If you agree that the scientific method is the reason ML moves forward, all I'm doing here is protecting it.

2 comments

I say chill because you're freaking out.

The scientific method is being followed here. Code is not needed for the scientific model to be followed. Even data. Literally every other field is able to advance without public code or data (in fact most areas of CS). There's absolutely no reason to believe that they won't release their code. They have a history of doing so. Models and checkpoints are not the bare-minimum for reproducibility. They describe their model enough in the paper. There's enough written in the paper (which is 30 pages) to reproduce the model. Will it be easy? No. But it can be done. And to be clear, I'm saying that the status quo of code being released is a godsend. This is not the norm in literally every other field/subfield. Code helps with reproducibility (and so should be encouraged) but is not required.

If you require someone else's code to reproduce results then you're not convincing me you're a good ML researcher nor programmer.

I'd be no scientist if I didn't update my priors.

I retract my claims. You're right. Thanks for calling me out.

I will say that it's... a gargantuan effort to do the things that you're proposing. But as someone who did them you're right, you can. (BigGAN-Deep took a year to track down the bug https://github.com/google/compare_gan/issues/54)

BigGAN-Deep is a decent example of the thing I was really worried about: replication. I thought it'd be really easy to "just implement the paper." But no one had. Mooch did, but not at the same scale as the DeepMind release.

Maybe you're right about me, too. You're convincing me that I'm not a very good ML programmer. It's probably best to bow out on whatever high notes I've achieved.

Karras' work is fantastic. I don't know why this preview of things to come was where I chose to do this. Thank you, nVidia group, for working so hard.

Hey man, I respect that. I also understand your frustration. Reproduction is difficult. I'm going through it right now with a paper that has no code attached. You bet I'm pulling out my hair. I just think taking your frustration out on this paper is not the right vector. Please continue to call out papers that aren't reproducible. Please continue to push forward higher standards. But also recognize where we are and where we've come from. And most importantly, pick your battles. The passion is right, and I agree with the spirit of what you wrote, just not the direction.

And I'm not trying to say you suck.
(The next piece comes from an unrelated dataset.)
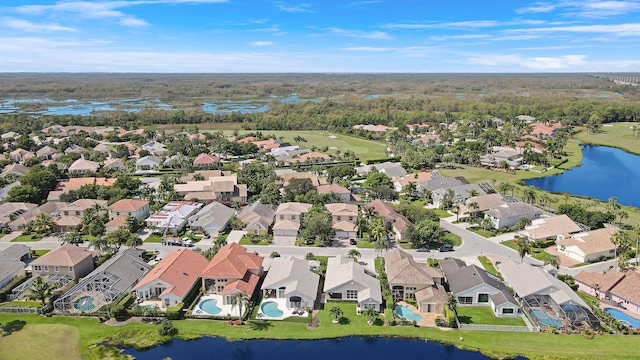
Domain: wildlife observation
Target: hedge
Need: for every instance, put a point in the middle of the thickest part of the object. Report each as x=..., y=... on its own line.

But you said you've been studying the subject for only 2 years. So I am going to check you. It's easy to grow an ego, but it often isn't useful. Sucking at something is the first step to being somewhat good at something. And you're clearly past the step of "sucking" but not to the step of "wizard." I don't know where you are between there tbh. But I do understand the frustration haha. That is normal.

Side note: usually it is good practice to note that you edited comments. It was rather confusing to look back and see something different.

> If you require someone else's code to reproduce results then you're not convincing me you're a good ML researcher nor programmer.

I call bullshit. In computer science, not releasing the code of an algorithm whose output you describe is akin to maliciously obfuscating your methods. No serious paper should be accepted without a script to reproduce the exact same results again.

> In computer science, not releasing the code of an algorithm whose output you describe is akin to maliciously obfuscating your methods.

Well tell that to my advisor (it's also something I've done in the past). So my experience doesn't reflect your claim.

> No serious paper should be accepted without a script to reproduce the exact same results again.

You do realize that this is a pre-print, right? If it went to NeurlIPS then they did release the code to them and will release the code to the public later.

The repetition here is a common rhetorical device, not necessarily an indication of self-doubt.

That said, I agree with your overall position on ML publications. So much of what we see is a tech demo protected by some kind of moat, either a private commercial dataset or insatiable processing requirements or missing code or a combination of the above. These aren’t science, they’re advertisements.